I would definitely like the documentation and tools to describe what the idiomatic way of opting into/out of delegated events would look like in Solid, and if there is delegation happening, which events are affected by this. I can see a lot of other developers coming from Preact and similar libraries being caught out by this if they're used to leveraging the web platform's native event affordances.

KrofDrakula avatar Feb 02 '22 07:02 KrofDrakula

I can see a lot of other developers coming from Preact and similar libraries being caught out by this if they're used to leveraging the web platform's native event affordances.

Just an FYI: Preact doesn't do event delegation. It's similar to solidjs in how browser events are handled.
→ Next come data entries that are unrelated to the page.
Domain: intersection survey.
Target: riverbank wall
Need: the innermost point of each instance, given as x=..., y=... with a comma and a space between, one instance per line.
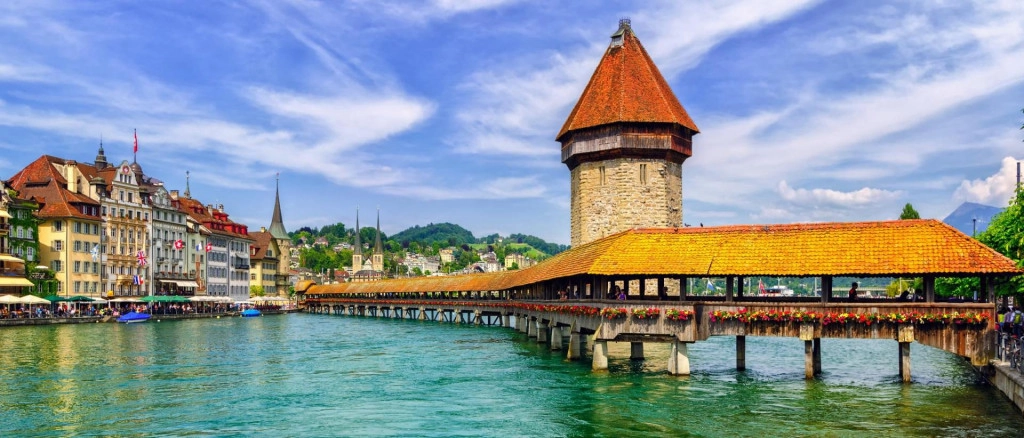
x=1008, y=381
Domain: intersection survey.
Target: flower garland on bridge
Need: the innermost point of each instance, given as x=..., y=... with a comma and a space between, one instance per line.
x=613, y=312
x=646, y=313
x=673, y=314
x=837, y=318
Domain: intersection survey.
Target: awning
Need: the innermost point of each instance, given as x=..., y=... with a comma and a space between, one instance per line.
x=9, y=258
x=13, y=280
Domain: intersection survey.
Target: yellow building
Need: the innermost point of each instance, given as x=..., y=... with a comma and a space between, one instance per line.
x=265, y=259
x=70, y=221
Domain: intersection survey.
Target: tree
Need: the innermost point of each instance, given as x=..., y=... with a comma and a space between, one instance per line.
x=1006, y=234
x=909, y=213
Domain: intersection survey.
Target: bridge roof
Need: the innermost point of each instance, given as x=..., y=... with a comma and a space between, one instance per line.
x=907, y=248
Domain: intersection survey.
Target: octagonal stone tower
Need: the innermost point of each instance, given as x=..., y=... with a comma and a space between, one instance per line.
x=625, y=142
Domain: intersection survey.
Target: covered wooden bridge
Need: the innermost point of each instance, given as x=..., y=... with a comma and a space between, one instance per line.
x=573, y=293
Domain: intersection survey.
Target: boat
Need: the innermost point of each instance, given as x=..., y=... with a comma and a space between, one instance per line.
x=133, y=317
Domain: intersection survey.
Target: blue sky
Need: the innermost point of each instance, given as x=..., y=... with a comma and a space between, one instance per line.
x=446, y=111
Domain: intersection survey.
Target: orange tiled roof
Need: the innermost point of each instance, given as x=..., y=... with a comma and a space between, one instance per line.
x=41, y=180
x=907, y=248
x=627, y=87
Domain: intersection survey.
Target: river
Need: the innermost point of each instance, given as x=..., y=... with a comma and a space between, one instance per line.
x=303, y=375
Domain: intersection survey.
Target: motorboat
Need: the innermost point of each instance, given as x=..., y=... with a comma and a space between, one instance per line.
x=133, y=317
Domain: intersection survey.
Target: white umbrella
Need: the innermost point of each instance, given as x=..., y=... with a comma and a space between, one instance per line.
x=32, y=299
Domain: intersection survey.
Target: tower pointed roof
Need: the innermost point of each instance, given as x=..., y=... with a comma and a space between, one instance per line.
x=378, y=247
x=276, y=224
x=626, y=87
x=358, y=243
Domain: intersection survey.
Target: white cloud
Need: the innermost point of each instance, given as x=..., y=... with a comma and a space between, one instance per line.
x=993, y=190
x=826, y=196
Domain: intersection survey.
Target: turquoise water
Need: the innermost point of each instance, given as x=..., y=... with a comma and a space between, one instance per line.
x=341, y=376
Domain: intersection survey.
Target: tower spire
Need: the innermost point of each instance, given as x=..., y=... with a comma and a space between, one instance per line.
x=276, y=224
x=187, y=191
x=378, y=247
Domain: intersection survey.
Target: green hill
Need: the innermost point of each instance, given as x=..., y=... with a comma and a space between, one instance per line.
x=448, y=234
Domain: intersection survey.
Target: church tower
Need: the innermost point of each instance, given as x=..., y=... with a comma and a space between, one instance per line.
x=378, y=257
x=625, y=143
x=280, y=234
x=357, y=251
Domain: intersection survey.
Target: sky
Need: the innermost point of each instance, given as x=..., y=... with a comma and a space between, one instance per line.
x=446, y=111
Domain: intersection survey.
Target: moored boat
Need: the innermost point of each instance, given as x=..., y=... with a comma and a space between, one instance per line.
x=133, y=317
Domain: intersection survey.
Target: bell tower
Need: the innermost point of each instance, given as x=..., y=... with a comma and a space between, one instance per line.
x=625, y=143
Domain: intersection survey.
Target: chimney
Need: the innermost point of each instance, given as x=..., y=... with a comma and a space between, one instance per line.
x=70, y=175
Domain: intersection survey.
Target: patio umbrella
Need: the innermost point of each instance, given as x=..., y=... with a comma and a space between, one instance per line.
x=32, y=299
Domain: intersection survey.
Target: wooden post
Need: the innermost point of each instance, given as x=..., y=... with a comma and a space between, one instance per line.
x=817, y=356
x=600, y=355
x=556, y=337
x=679, y=361
x=808, y=359
x=636, y=351
x=740, y=353
x=904, y=361
x=574, y=347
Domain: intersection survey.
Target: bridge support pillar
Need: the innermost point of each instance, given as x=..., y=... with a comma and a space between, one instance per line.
x=574, y=351
x=808, y=359
x=817, y=356
x=600, y=355
x=904, y=361
x=679, y=361
x=636, y=351
x=740, y=353
x=556, y=337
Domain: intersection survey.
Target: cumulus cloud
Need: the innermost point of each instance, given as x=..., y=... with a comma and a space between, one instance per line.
x=994, y=190
x=826, y=196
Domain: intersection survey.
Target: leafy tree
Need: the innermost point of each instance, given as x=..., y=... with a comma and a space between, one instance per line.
x=909, y=212
x=1006, y=234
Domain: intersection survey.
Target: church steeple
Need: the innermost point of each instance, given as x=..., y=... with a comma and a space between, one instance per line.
x=357, y=252
x=378, y=257
x=187, y=191
x=276, y=224
x=100, y=161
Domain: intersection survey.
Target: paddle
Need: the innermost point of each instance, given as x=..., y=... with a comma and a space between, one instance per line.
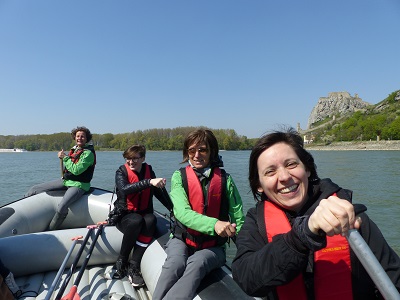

marvinhagemeister avatar Feb 08 '22 12:02 marvinhagemeister

do deferred events bubble up? if so I would rather just add another on:keydown farther up in my app if I needed a global keyevent handler

mendrik avatar Mar 18 '22 11:03 mendrik

do deferred events bubble up? if so I would rather just add another on:keydown farther up in my app if I needed a global keyevent handler

If you mean delegated events, they bubble but do so with custom bubbling that happens when the original event has already bubbled up to the document.

ryansolid avatar Mar 18 '22 14:03 ryansolid

I'm not TS savvy to know what the preferred choice is here. But this issue is about as stale as it gets and no one commented on whether we should do this.

I think that it is interesting whether we should basically use types to direct people to the overload as it isn't the intended usage but I can see why people would want these types if they used them all the time. In either case we can probably take this to DOM Expressions or at least a discussion.